Friday, April 5, 2013
Workshop at Pondicherry University
I met Dr. Vijayalakshmi in Auroville for the first event we organized under the aegis of Telugu Sankskritika Kendramu at Auroville. She started the Hindi Department in Pondicherry University and has been heading it for more than two decades. When she invited me to do a workshop for the students and staff of her department, I was more than happy. In fact, I was jumping with joy.
The students are post graduates and research scholars. The first hint of an issue came up when I got a mail in Hindi a few days before the workshop. I have working knowledge of spoken Hindi but I struggle to read it. So, after some correspondence in English, I explained that I can respond to questions in Hindi but can conduct the workshop in English.

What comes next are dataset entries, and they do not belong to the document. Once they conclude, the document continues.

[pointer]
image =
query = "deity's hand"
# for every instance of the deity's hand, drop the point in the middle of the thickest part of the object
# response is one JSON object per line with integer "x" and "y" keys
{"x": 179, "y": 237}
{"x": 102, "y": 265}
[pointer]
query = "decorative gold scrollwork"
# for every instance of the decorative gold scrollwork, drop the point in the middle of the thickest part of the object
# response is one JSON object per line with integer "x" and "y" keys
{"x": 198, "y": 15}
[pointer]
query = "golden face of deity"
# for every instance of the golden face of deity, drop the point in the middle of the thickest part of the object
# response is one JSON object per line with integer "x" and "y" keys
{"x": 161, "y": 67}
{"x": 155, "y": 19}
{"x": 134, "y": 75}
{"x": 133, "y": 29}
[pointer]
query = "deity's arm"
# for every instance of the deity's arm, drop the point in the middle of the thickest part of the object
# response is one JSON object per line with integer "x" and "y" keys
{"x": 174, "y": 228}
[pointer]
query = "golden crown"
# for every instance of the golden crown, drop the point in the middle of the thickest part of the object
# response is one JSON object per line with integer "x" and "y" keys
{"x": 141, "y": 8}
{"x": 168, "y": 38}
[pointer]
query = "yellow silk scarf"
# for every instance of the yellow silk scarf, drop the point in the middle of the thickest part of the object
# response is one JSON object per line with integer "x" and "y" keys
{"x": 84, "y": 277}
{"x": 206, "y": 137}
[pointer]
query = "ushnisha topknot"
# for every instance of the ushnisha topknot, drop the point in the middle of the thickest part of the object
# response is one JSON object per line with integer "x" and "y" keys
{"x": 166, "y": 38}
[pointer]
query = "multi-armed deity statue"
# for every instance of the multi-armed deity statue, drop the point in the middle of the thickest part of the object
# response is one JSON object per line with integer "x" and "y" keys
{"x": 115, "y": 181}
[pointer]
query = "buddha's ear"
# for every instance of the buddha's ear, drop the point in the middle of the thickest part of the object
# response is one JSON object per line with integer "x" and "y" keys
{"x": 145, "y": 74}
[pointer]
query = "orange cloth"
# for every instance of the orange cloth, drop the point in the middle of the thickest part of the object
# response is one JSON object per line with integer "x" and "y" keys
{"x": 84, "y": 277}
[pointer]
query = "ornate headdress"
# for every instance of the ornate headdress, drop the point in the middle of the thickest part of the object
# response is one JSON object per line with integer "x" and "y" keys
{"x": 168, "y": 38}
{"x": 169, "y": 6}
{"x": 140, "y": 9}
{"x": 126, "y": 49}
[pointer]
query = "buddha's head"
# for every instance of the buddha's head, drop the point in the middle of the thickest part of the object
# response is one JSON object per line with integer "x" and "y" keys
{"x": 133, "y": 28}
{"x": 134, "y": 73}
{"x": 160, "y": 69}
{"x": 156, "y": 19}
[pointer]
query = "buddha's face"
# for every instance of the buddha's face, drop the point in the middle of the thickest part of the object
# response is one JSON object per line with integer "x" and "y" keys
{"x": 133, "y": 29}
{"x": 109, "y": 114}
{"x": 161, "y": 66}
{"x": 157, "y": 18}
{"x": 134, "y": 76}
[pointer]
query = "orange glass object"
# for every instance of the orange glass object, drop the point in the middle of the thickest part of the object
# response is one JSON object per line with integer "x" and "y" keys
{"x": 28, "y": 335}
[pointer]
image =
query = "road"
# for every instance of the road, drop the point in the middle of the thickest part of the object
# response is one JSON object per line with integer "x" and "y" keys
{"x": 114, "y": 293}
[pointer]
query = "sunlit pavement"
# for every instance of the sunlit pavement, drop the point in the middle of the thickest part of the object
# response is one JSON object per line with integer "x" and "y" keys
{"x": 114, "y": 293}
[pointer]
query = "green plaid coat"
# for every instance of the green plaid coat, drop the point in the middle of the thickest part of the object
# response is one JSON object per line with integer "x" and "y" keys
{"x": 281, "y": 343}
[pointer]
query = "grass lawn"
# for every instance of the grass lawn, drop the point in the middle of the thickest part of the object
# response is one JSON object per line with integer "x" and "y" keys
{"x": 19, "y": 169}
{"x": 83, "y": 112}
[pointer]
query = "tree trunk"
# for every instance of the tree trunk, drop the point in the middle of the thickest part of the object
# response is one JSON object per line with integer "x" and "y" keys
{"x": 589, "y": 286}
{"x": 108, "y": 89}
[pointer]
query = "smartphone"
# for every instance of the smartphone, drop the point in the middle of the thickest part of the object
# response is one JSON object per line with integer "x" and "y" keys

It was a small group of 15 people. We started well but I was really surprised that the students were not asking any questions. This is much different form my other experiences and I did my best to plod on. However, when we came to the exercise, I did not know how to go ahead when the participants are unwilling to try out. We had hardly any time also to actually do what I planned. The session before lunch started 40 minutes after the planned time. We planned for 2 hours after lunch but stared 50 minutes late. So, I decided to call it off and close 30 minutes earlier as I did not know how to accomplish any meaningful result in such short time with participants who did not write down an answer to a question for 30 minutes.
I felt disappointed and unhappy at the end of it all. Normally, I enjoy doing workshops so much and feel satisfied when people tell me either at the end of the workshop (or sometimes later) how it made a difference to them. This was missing for me. I felt sad that I did not create value for the participants and failed in my commitment to provide it.
In the post-mortem, some of the professors said that the lack of participation from the students is an issue even in normal classes. I was asked to come up with my suggestions. I feel confused about the real issues. Is it language? I don’t think so. In my experience, language was not a barrier and I had many participants in Auroville who did not speak English but their participation was mutually satisfying. Willingness to participate and the desire to take value could overcome language issues. I doubt whether the students are really interested in taking value.
What I can guess is that the prevalent culture here is passive / passive-aggressive modes of communication. Another aspect could be diffidence which comes in the way of taking the risk of participation. When these are coupled together, a group could get into an inert state by using language as an ‘acceptable excuse’. Assuming that this is accurate, how to deal with it? Honestly, I don’t know.
My biggest loss from this event is that I did not accomplish the intention even with one participant. What I can learn from this experience is not to give up. I need to train myself to dynamically change the exercises or topic to elicit responses, without giving up. I give up giving up.
Going forward, I will avoid the pitfall of language issue combined with lack of interest. This could have some chance only if the time available is unlimited!